A CaSSOA accreditation is a useful shortcut, but it is not the whole picture. Two CaSSOA Gold sites can have noticeably different real-world security, and a non-accredited site can occasionally be excellent if it has been built recently to a good standard. The way to evaluate a site properly is to look at the specific features.
This guide walks through what to look for, in roughly the order they matter.
The Perimeter
Theft on storage sites starts at the perimeter. If a determined thief can walk through, drive through, or cut through the boundary easily, the rest of the security is decoration.
What you want to see:
- Continuous fencing all the way round, with no gaps, gates left propped open, or sections held together with cable ties.
- Fencing height of at least 2 metres, ideally with anti-climb features.
- No "back way in" — no fence sections shared with adjoining properties that the site does not control, no gates onto access tracks left unsecured.
- Clear sightlines along the perimeter — you should be able to see along the fence in either direction without trees or buildings blocking the view of cameras.
The warning signs are obvious: low fencing, gates that look like they are usually open, makeshift repairs, or perimeter sections obscured by vegetation.
Gates and Access Control
The single most common point of failure is a gate that is not actually controlled. What you want:
- Electronic access control (fob, keypad or app), not a key everyone has.
- Gates that auto-close within a few seconds of being opened, not slow gates that anyone can follow through.

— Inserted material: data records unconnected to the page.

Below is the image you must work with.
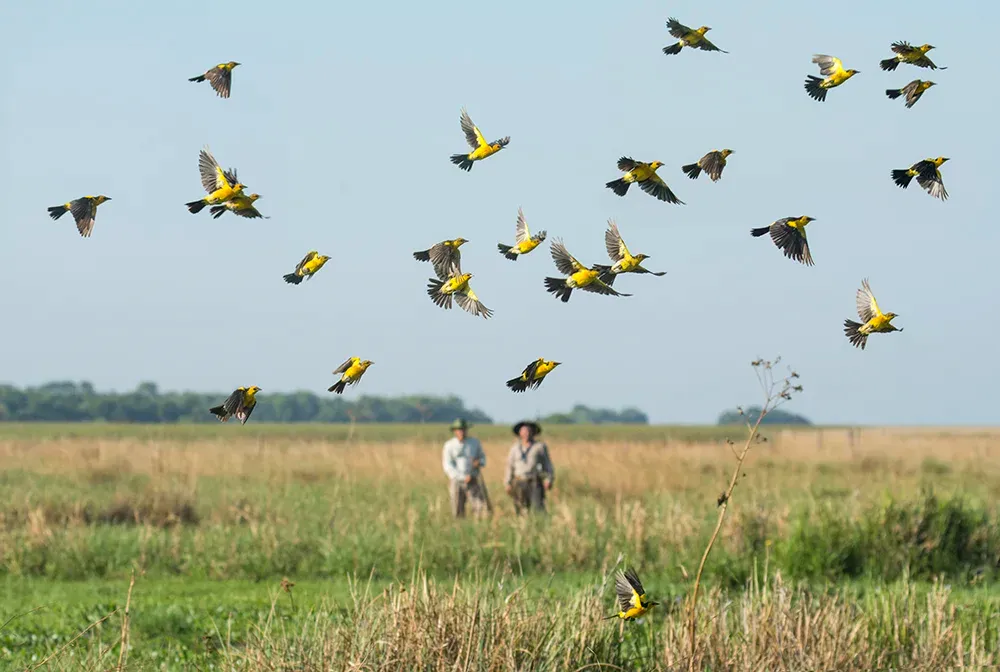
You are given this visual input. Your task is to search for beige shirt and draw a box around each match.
[503,440,556,485]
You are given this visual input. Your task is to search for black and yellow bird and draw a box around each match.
[606,567,659,621]
[413,238,469,277]
[49,196,111,238]
[878,41,948,72]
[507,357,561,392]
[663,17,729,56]
[681,149,733,182]
[451,107,510,171]
[805,54,860,103]
[892,156,948,201]
[885,79,934,107]
[604,156,684,205]
[208,385,260,425]
[188,61,239,98]
[750,216,816,266]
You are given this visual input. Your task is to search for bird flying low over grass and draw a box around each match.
[49,196,111,238]
[208,194,270,219]
[844,278,902,350]
[281,250,330,285]
[805,54,859,103]
[878,42,948,72]
[507,357,562,392]
[184,147,246,214]
[208,385,260,425]
[451,107,510,171]
[892,156,948,201]
[427,273,493,320]
[604,156,684,205]
[607,567,659,621]
[413,238,469,278]
[750,216,816,266]
[594,219,667,286]
[663,17,729,56]
[188,61,239,98]
[326,357,375,394]
[681,149,733,182]
[885,79,934,107]
[497,208,547,261]
[545,240,632,303]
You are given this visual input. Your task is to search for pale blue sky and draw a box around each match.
[0,0,1000,424]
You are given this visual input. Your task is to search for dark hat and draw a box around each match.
[514,420,542,436]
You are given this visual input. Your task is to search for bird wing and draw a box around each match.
[462,107,487,149]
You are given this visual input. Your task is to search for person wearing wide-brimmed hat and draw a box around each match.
[503,420,556,514]
[441,418,492,518]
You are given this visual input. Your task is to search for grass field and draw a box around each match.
[0,422,1000,670]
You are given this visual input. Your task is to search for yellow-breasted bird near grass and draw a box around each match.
[427,273,493,320]
[750,216,816,266]
[326,357,375,394]
[413,238,469,278]
[663,17,729,56]
[878,42,948,72]
[545,239,632,303]
[892,156,948,201]
[594,219,667,285]
[805,54,860,103]
[606,567,659,621]
[49,196,111,238]
[184,147,246,214]
[604,156,684,205]
[507,357,562,392]
[188,61,239,98]
[681,149,733,182]
[209,194,271,219]
[451,107,510,171]
[208,385,260,425]
[282,250,330,285]
[844,278,902,350]
[885,79,934,107]
[497,208,547,261]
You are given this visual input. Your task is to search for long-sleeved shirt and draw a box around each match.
[503,441,556,485]
[441,436,486,481]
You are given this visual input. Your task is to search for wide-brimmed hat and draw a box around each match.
[514,420,542,436]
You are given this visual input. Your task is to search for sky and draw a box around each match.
[0,0,1000,425]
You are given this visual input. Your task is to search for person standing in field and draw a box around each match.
[504,420,556,515]
[441,418,493,518]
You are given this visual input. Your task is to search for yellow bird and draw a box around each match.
[892,156,948,201]
[604,156,684,205]
[663,17,729,56]
[451,107,510,171]
[750,216,816,266]
[49,196,111,238]
[805,54,860,103]
[507,357,562,392]
[844,278,902,350]
[681,149,733,182]
[497,208,547,261]
[208,385,260,425]
[427,273,493,320]
[878,42,948,72]
[545,239,632,303]
[413,238,469,278]
[326,357,375,394]
[185,147,246,214]
[209,194,271,219]
[282,250,330,285]
[607,567,659,621]
[594,219,667,286]
[885,79,934,107]
[188,61,239,98]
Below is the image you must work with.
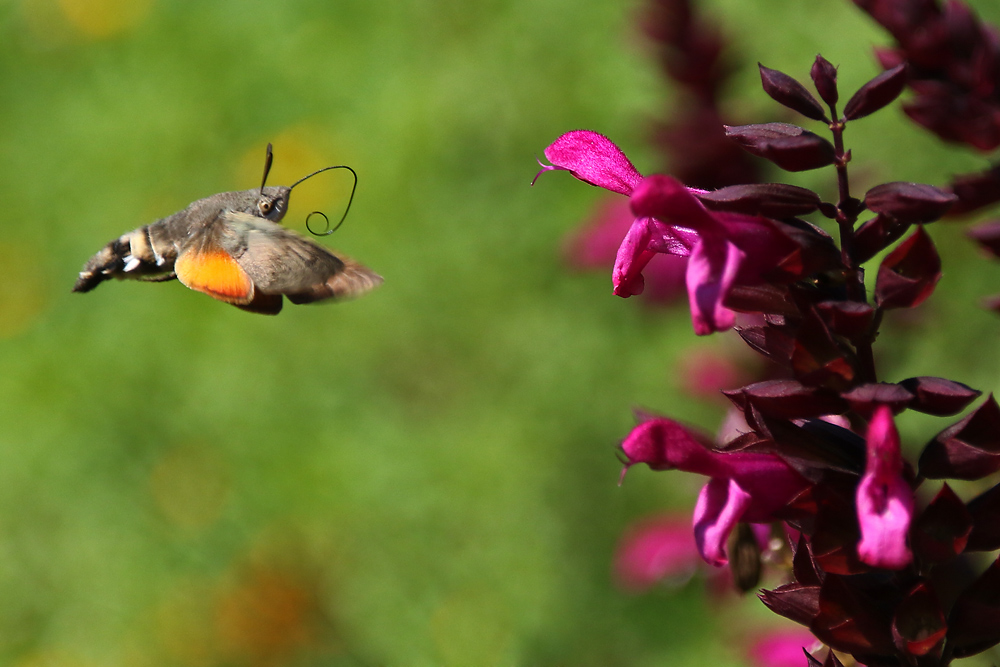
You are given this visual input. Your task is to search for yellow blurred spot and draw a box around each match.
[430,589,511,667]
[216,567,324,665]
[15,649,91,667]
[237,125,354,232]
[150,445,229,531]
[0,242,49,339]
[59,0,153,39]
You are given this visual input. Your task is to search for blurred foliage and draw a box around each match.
[0,0,1000,667]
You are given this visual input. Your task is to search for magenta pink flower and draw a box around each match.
[622,418,808,566]
[564,196,687,304]
[614,516,699,592]
[748,627,820,667]
[536,130,793,335]
[857,405,913,570]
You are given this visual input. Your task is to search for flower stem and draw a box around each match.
[830,114,876,382]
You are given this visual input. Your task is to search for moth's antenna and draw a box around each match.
[290,164,358,236]
[258,143,274,197]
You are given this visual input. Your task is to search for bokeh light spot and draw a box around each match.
[150,445,229,532]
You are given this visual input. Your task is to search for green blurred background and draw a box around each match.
[0,0,1000,667]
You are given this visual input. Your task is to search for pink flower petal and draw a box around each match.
[614,516,700,592]
[694,478,752,567]
[857,405,913,570]
[535,130,642,196]
[687,235,744,336]
[749,628,820,667]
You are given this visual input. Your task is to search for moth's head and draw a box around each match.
[254,185,292,222]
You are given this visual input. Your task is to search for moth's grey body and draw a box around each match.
[73,186,382,314]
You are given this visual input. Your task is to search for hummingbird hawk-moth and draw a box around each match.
[73,144,382,315]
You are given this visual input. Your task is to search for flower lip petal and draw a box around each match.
[857,405,914,570]
[631,174,722,234]
[544,130,642,196]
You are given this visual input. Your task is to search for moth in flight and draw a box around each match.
[73,144,382,315]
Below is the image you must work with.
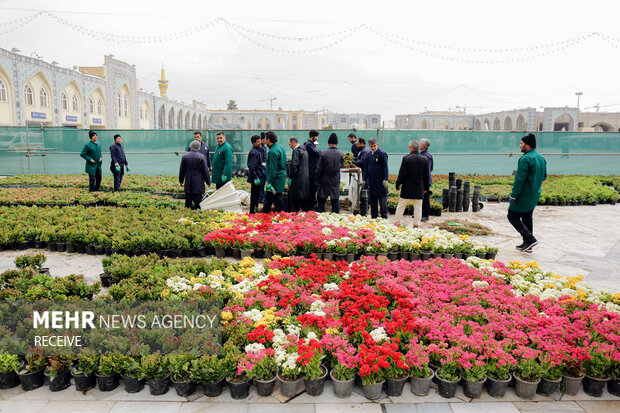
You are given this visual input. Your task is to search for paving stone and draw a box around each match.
[0,400,48,413]
[577,397,620,413]
[513,401,583,413]
[110,401,181,413]
[450,402,519,413]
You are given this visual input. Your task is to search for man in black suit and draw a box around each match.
[179,140,211,209]
[395,141,430,228]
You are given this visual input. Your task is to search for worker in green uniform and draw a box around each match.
[262,131,286,214]
[508,133,547,252]
[211,132,232,189]
[80,130,103,192]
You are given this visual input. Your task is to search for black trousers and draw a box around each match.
[508,209,536,243]
[316,196,340,214]
[110,165,125,191]
[262,191,284,214]
[422,191,432,218]
[88,169,101,192]
[250,183,261,214]
[185,192,202,209]
[368,195,387,219]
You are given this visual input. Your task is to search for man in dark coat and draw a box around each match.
[179,141,211,209]
[362,138,390,219]
[248,135,265,214]
[187,131,211,171]
[349,133,359,161]
[80,130,103,192]
[110,133,129,192]
[288,136,310,212]
[314,133,344,213]
[396,141,429,228]
[420,139,434,221]
[304,129,321,211]
[508,133,547,252]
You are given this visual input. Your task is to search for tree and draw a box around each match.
[226,99,239,110]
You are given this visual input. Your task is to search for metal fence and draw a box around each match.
[0,127,620,175]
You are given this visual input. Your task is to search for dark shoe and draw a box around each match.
[523,241,538,252]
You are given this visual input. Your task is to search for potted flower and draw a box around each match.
[536,352,564,396]
[297,338,327,396]
[140,354,170,396]
[190,355,224,397]
[116,356,144,393]
[0,354,23,389]
[459,352,487,399]
[17,352,47,391]
[168,354,196,397]
[385,339,410,397]
[45,354,73,392]
[71,350,99,393]
[514,349,543,399]
[237,346,277,397]
[95,354,120,391]
[405,338,435,396]
[583,342,614,397]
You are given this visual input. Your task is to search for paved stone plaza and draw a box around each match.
[0,203,620,413]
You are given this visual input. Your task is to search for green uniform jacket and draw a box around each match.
[508,149,547,212]
[265,142,286,193]
[211,142,232,185]
[80,141,103,175]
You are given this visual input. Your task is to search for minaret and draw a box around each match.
[159,63,168,98]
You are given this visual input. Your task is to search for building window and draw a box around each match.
[0,80,7,102]
[39,88,48,108]
[24,85,34,106]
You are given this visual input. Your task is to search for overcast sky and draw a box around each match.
[0,0,620,120]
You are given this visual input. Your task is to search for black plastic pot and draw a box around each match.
[0,371,19,389]
[171,380,196,397]
[536,377,562,396]
[18,369,45,391]
[97,374,118,391]
[72,374,96,393]
[583,374,608,397]
[46,371,71,391]
[227,380,250,400]
[435,375,460,399]
[146,377,170,396]
[485,377,510,398]
[202,379,224,397]
[385,376,409,397]
[254,377,276,397]
[122,376,144,393]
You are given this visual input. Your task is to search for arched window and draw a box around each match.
[39,88,48,108]
[0,80,8,102]
[24,85,34,106]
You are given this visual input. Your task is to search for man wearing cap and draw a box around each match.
[314,133,344,213]
[213,132,232,189]
[179,140,211,209]
[508,133,547,252]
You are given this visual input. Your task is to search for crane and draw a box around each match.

- Logged access — the system records who comes in and who leaves, and when.
- Only one entry/exit point, or if multiple, all equally controlled.

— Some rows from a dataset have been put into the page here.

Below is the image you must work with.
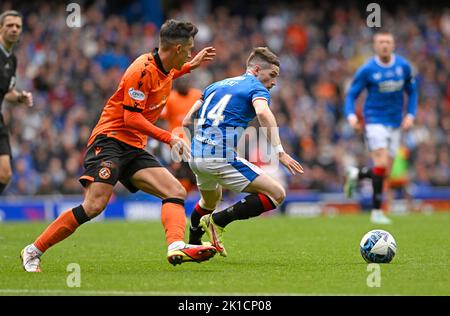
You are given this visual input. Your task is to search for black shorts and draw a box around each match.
[0,133,11,157]
[79,135,162,193]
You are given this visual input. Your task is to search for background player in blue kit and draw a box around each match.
[344,31,418,224]
[183,47,303,256]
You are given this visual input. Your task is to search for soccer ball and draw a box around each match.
[359,229,397,263]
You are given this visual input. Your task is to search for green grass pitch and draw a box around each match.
[0,213,450,295]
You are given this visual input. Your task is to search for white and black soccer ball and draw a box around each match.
[359,229,397,263]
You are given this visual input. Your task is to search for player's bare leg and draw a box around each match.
[200,173,286,257]
[189,185,222,245]
[0,155,12,194]
[20,182,113,272]
[131,167,216,265]
[370,148,392,224]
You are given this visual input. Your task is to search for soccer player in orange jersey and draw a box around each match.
[21,20,216,272]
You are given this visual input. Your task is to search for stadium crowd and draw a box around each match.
[0,0,450,195]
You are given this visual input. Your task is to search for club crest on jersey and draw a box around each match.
[128,88,145,101]
[98,167,111,180]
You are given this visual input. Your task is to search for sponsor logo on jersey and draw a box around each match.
[98,167,111,180]
[378,80,404,92]
[128,88,145,101]
[148,95,167,110]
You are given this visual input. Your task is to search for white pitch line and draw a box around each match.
[0,289,391,296]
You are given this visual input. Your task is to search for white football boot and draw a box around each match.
[20,244,42,272]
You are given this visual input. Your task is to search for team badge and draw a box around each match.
[128,88,145,101]
[98,167,111,180]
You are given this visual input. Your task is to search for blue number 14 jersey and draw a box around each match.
[191,73,270,160]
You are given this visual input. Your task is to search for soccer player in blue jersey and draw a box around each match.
[183,47,303,256]
[344,31,418,224]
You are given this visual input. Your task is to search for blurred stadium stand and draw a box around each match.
[0,0,450,217]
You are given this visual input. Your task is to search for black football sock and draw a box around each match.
[189,203,214,245]
[372,167,386,210]
[358,167,372,180]
[212,193,276,227]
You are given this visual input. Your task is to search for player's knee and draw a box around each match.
[167,184,187,200]
[271,186,286,205]
[202,198,220,210]
[83,198,108,218]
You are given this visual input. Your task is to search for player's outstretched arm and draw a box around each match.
[189,46,216,70]
[253,99,304,175]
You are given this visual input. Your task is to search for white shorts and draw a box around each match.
[365,124,401,157]
[189,157,263,192]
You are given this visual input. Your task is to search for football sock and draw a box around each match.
[358,167,372,180]
[212,193,276,227]
[161,198,186,245]
[33,205,89,253]
[189,201,214,245]
[0,182,8,194]
[191,201,214,228]
[372,167,386,210]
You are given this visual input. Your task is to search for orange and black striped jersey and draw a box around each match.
[88,50,190,148]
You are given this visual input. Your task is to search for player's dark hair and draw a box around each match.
[247,47,280,68]
[0,10,23,26]
[373,29,394,39]
[159,19,198,46]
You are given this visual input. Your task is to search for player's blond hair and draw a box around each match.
[247,47,280,68]
[0,10,23,26]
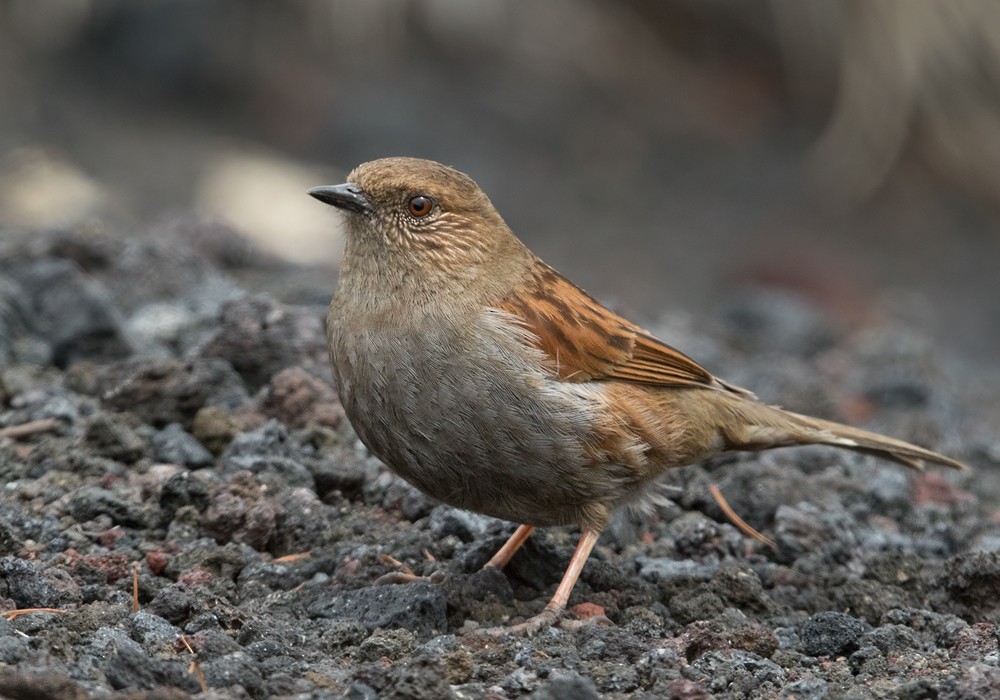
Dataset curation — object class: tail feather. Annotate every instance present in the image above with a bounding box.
[726,400,968,470]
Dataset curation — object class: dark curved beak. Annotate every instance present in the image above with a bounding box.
[309,182,375,214]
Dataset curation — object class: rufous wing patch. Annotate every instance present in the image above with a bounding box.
[497,261,717,386]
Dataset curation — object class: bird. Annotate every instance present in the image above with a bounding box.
[308,157,966,635]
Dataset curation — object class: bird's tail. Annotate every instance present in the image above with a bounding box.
[725,397,968,470]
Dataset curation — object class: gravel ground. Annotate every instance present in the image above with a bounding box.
[0,219,1000,699]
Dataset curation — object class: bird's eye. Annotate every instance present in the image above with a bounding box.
[406,194,434,219]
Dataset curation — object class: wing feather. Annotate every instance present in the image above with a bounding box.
[497,261,742,392]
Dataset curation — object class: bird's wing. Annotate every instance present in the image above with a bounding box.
[497,263,729,388]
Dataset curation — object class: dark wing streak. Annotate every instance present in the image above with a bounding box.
[497,262,749,393]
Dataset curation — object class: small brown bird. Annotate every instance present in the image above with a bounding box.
[309,158,963,634]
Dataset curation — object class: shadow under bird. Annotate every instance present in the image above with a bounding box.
[309,158,963,634]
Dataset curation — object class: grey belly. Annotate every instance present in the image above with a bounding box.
[335,334,612,525]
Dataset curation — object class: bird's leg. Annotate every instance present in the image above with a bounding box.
[489,525,601,637]
[483,525,535,571]
[375,525,535,586]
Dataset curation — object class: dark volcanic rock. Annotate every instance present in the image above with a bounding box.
[307,583,448,638]
[99,358,248,427]
[0,216,1000,700]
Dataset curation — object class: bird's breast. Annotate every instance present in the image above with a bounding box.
[328,305,628,525]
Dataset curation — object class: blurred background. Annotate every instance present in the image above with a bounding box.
[0,0,1000,367]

A good site will explain the access system in detail without being asked. A poor site will be evasive.
CCTV
CCTV is the area where there is the most variation between sites. Look for:
- 24/7 recording (not "we record when staff are in"). Theft happens at 3am.
- Motion-triggered alerts (not just passive recording).

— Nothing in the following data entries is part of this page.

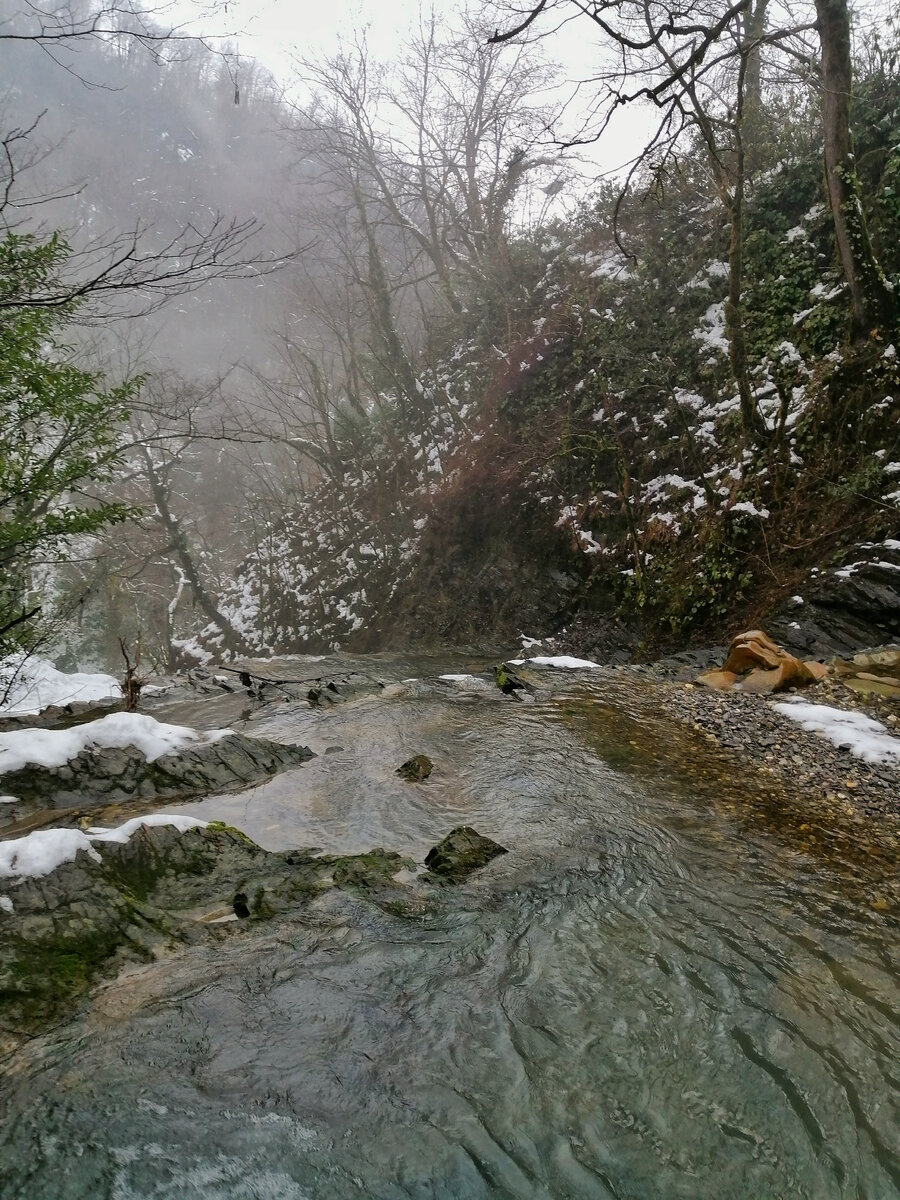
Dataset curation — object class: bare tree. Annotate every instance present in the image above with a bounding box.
[490,0,898,345]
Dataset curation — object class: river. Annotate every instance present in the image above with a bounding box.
[0,658,900,1200]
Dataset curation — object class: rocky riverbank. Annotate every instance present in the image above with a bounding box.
[618,648,900,818]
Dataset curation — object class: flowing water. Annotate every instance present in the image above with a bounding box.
[0,660,900,1200]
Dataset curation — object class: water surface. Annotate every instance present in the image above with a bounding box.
[0,660,900,1200]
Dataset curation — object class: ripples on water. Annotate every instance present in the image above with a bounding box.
[0,662,900,1200]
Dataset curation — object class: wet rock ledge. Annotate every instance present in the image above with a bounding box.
[0,814,504,1042]
[0,732,313,808]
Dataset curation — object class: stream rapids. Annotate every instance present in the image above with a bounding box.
[0,656,900,1200]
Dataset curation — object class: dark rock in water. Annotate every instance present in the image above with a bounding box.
[425,826,509,883]
[334,847,415,892]
[396,754,434,784]
[0,823,414,1033]
[0,733,313,808]
[493,665,534,700]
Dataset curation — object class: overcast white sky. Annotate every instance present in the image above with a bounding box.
[175,0,652,173]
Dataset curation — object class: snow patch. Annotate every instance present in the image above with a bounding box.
[510,654,602,671]
[0,812,206,883]
[773,701,900,766]
[0,713,232,775]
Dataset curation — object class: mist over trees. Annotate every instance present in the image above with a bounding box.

- Infrared night cameras — colour cameras alone are useless after dusk.
- Coverage of every pitch and the perimeter — not just the gate.
- Recording retention of at least 30 days, ideally cloud-backed so a thief cannot wipe the recorder.
- Visible camera presence — visible cameras deter, hidden cameras only document.
Ask to see the camera setup. A confident site is happy to walk you round.
Lighting
Often overlooked but critical:
- Continuous low-level lighting across the site at night, not just sensor-triggered floods at the gate.
- No dark corners — pitches against fence lines should still be lit.
- Lighting that does not blind the cameras — a common mistake at amateur sites.
A site that goes pitch black at night gives a thief cover.
Signage
Visible "CCTV in operation" and "no unauthorised access" signs around the perimeter genuinely deter casual opportunists. They cost almost nothing and a serious site will have them.
Surface and Drainage
This is not security in the usual sense, but it matters:
- Hard-standing pitches (concrete, tarmac, hardcore) — not grass, not mud.
- Properly drained so winter rain does not pool around tyres or soak into pads.
- Wide enough access lanes that you can manoeuvre without scraping fences or other vehicles. Damage from awkward manoeuvres is the most common minor incident on storage sites.
A muddy site causes its own problems beyond the obvious — vehicles dragging mud onto local roads can attract council attention, and damp ground around tyres degrades them faster.
Operational Features
Things you will not see on a tour but matter day to day:
- A real point of contact who answers the phone.
- Clear access hours, including evening and weekend access for owners.
- An incident response process — what happens if the alarm triggers? Who responds? In what timeframe?
- A booking and turnover process — does the site know who is on what pitch, or is it ad hoc?
- Insurance held by the site itself for public liability.
On-Site Presence
Whether the site has on-site staff matters less than people think, if the camera and access systems are good. A well-instrumented site can be safer than a poorly instrumented site that has someone in a portacabin during office hours. That said, a known on-site presence is a deterrent in its own right and many of the best sites have one.
The Walk-Around Test
When you visit a site, walk the perimeter. You will learn more in ten minutes of walking than an hour of talking.
- Are there gaps?
- Where would I climb in?
- Where are the cameras pointing?
- Where is the lighting weak?
- Where would I park if I wanted to come back later unobserved?
If you are uncomfortable with what you see, the site is not for you.
Warning Signs to Walk Away
Common red flags:
- Gates propped open during the day "for convenience"
- CCTV "we will fix it next month"
- Vehicles on site that have clearly not moved in years and seem unaccounted for
- No visible signage
- Vague answers to specific questions
- Sites that are impossible to phone
Final Thought
Site security is a stack: fencing, gates, cameras, lighting, signage, surfaces, operations, response. Any single layer can be excellent and still leave a gap if another is weak. CaSSOA accreditation tells you the layers are at least at a baseline standard. A walk-around tells you the layers are working in practice.
When in doubt, the question to ask yourself is the simplest one: would I leave my own vehicle here?